Yaprakların kıyısından köşesinden sızan yeşil aydınlık yüzümüzün alnına vuruyor, güzelliğimizi kat kat artırıyordu.
Tam ağarmadan toplanmıştık. Bu yüzden üstümüzdeki çiğ kadar serindik hepimiz. Güz gecelerinin soğuk ürpertisini taşıyorduk. Yaprakların arasından sızan gün ışığı içimizi tatlı tatlı ısıtıyordu.
Hepimiz tek bir ağacın meyveleriydik. Yılda bir kez bahçıvan şeftalileri toplar, sepete doldurur, kente gider, ağaya sunar ve köye dönerdi. Şimdi de sıra bize gelmişti.
Dedim ya yüz yüz elli kadar olgun ve sulu şeftaliydik biz. Söz gelişi beni ele alalım: etim lezzetli, suyum tatlı, cildim neredeyse çatlayacak kadar ince ve gergindi.
Yanaklarım öylesine al aldı ki, çıplaklığımdan utanıp kızardığımı sanırdınız. Üstelik sabahın çiği de üzerimde duruyordu. İçimdeki iri ve çetin çekirdeğim yeni bir yaşam yaratmayı düşleyip duruyordu.
Bahçıvan hemen ilk bakışta görüleyim diye beni sepetteki şeftalilerin en üstüne yerleştirmişti. Hani övünmek gibi olmasın ama hepsinden daha iyi ve alımlıydım.
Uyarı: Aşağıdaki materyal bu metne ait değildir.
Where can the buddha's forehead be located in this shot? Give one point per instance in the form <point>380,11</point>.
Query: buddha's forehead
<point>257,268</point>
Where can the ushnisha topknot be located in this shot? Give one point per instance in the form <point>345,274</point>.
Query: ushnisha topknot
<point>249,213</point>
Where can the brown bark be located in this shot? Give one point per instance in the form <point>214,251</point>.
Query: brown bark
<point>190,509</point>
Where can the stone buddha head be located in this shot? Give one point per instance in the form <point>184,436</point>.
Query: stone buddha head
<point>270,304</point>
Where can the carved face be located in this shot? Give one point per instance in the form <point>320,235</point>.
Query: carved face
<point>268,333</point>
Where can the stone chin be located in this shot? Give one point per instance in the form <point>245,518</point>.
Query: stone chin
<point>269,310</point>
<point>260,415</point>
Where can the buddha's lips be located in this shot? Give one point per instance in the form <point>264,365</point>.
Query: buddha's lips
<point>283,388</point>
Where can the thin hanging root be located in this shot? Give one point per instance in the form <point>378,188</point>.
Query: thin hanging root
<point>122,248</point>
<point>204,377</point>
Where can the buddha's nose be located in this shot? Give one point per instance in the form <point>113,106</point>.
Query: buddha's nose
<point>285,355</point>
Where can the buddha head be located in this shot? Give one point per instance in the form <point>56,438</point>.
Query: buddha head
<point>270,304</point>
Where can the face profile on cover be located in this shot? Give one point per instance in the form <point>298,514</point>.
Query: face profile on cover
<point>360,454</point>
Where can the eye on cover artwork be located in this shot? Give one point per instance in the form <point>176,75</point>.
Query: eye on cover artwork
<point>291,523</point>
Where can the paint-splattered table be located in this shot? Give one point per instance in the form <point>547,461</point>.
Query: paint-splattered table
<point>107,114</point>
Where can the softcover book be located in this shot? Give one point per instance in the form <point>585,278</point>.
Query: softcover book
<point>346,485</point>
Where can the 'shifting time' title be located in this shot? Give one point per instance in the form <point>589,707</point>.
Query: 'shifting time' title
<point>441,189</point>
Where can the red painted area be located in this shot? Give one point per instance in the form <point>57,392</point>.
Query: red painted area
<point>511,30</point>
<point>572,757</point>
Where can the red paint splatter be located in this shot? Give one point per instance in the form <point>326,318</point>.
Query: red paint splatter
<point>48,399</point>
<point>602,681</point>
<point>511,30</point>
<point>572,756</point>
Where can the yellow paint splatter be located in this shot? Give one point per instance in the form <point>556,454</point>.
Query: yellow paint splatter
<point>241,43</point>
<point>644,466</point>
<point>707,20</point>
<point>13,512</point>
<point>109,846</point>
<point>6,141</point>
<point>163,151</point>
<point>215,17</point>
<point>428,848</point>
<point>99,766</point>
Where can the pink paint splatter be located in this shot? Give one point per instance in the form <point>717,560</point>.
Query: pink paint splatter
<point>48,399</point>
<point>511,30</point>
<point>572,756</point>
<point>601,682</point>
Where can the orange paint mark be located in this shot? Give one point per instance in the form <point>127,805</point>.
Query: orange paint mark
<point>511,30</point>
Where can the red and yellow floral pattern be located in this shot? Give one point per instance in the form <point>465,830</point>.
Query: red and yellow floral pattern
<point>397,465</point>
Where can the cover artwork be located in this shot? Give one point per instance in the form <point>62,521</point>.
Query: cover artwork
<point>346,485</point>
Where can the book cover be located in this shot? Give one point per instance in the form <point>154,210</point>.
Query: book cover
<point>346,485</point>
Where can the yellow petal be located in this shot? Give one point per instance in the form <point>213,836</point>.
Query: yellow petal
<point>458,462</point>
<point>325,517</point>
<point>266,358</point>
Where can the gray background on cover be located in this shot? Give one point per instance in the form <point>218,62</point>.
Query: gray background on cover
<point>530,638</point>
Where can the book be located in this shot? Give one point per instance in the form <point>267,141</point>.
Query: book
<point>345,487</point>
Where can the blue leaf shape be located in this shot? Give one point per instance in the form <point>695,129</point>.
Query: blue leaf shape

Sepette bulunduğum şekilde ağaya götürülseydim, kuşkusuz onun şımarık kızına sunulacaktım. O da benden bir ısırık alıp doğru çöpe atacaktı.
SORULAR
1- Sepette yaklaşık ne kadar şeftali vardı?
2- Şeftalileri kim toplamış?
3- Bahçıvan sepetin altını üstünü ne ile örmüştü?
4- Bahçıvan şeftalilerin üzerini niçin örtmüş?
5- Hepimiz nasıl toplanmıştık?
6- İçimizi ne ısıtıyordu?
7- Yılda kaç kez toplanırdık?
8- Şeftalinin çekirdeği ne yaratmayı düşlüyordu?
9- Bahçıvan beni niçin sepetin en üstüne koymuştu?
10- Sepette konulduğum şekilde ağaya götürülseydim kime sunulurdum?